Double vie, Thala, p. 149 :
Le paradoxe avec le graffiti, c’est que j’ai rencontré énormément de gens dans le milieu et en même temps, ça a dressé comme une barrière dans ma vie sociale. Ces deux vies sont bien distinctes puisque je fais un métier totalement différent. […]
Socialement, c’est un peu difficile de ne pas pouvoir parler de ce milieu aux gens que je rencontre. C’est ma plus grande passion et ça fait partie de mon histoire. Faire semblant que cette partie de ma vie n’existe pas crée comme un dédoublement de personnalité.
Charge d’émotions, Kwim, p. 196 :
Ce sont des émotions particulières : être concentrée, en surveillance, stressée parfois, mais aussi amusée. L’impression d’avoir quinze piges ! J’adore la nuit, les lumières, les odeurs, les bruits, le support étonnant des roulants… Je dois dire qu’aucune autre activité ne procure toutes ces émotions variées en une même action. Il faut peindre vite avec efficacité et enfin quelques heures après tu vois apparaître en gare le train revisité, sourires des réactions : voyageurs amusés ou au contraire choqués.

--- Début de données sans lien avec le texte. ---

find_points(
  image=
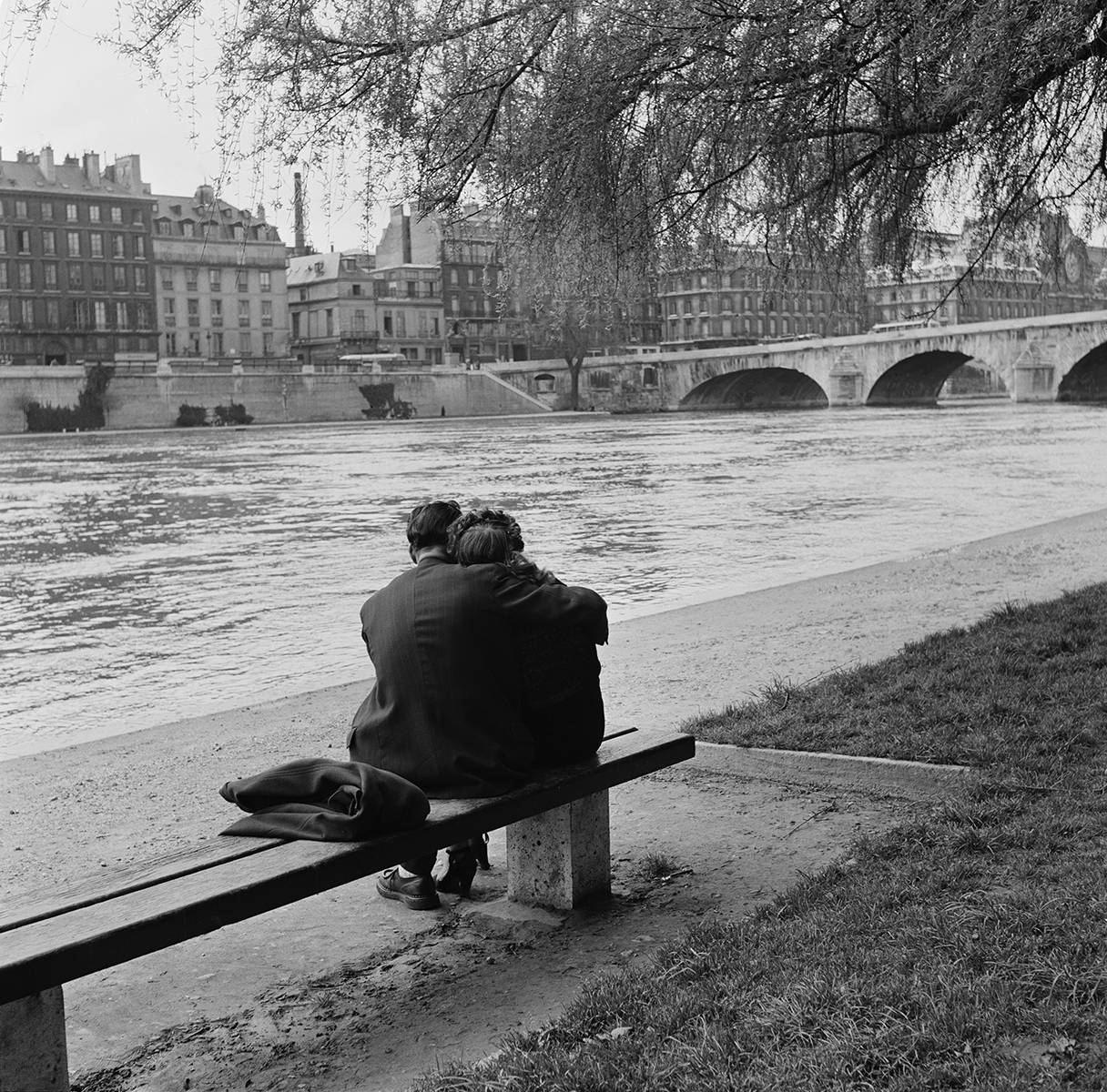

Le graffiti comme une revanche, p. 204 :
Gamine
Là y a eu le Tipex, parfait premier outil pour pourrir son lycée, puis les barrières devant le bahut, les bancs, la street, on connaît la suite.
J’ai eu des bricoles à cette époque avec l’école à cause de ça, et bizarrement, ça m’a plu. J’étais jeune et j’aimais déjà l’idée de braver un interdit, de faire chier, de provoquer. […]
D’une gamine voulant appartenir à un groupe de lâches, j’ai réussi à devenir une femme affirmée qui ne s’est plus jamais laissée faire par personne.
Le graffiti comme une régression, Lilipute, p. 212 :
La pratique du graffiti est une régression, je fais de la place à mon imaginaire, à ces images et ces références traînées depuis l’enfance, j’oublie un peu les codes de l’adulte. Se mettre de la peinture partout, visiter des lieux crados, prendre des risques… Pour le vandal, c’est clairement de la transgression car les règles et les lois sont contournées pour satisfaire le sale gosse qui vit en nous.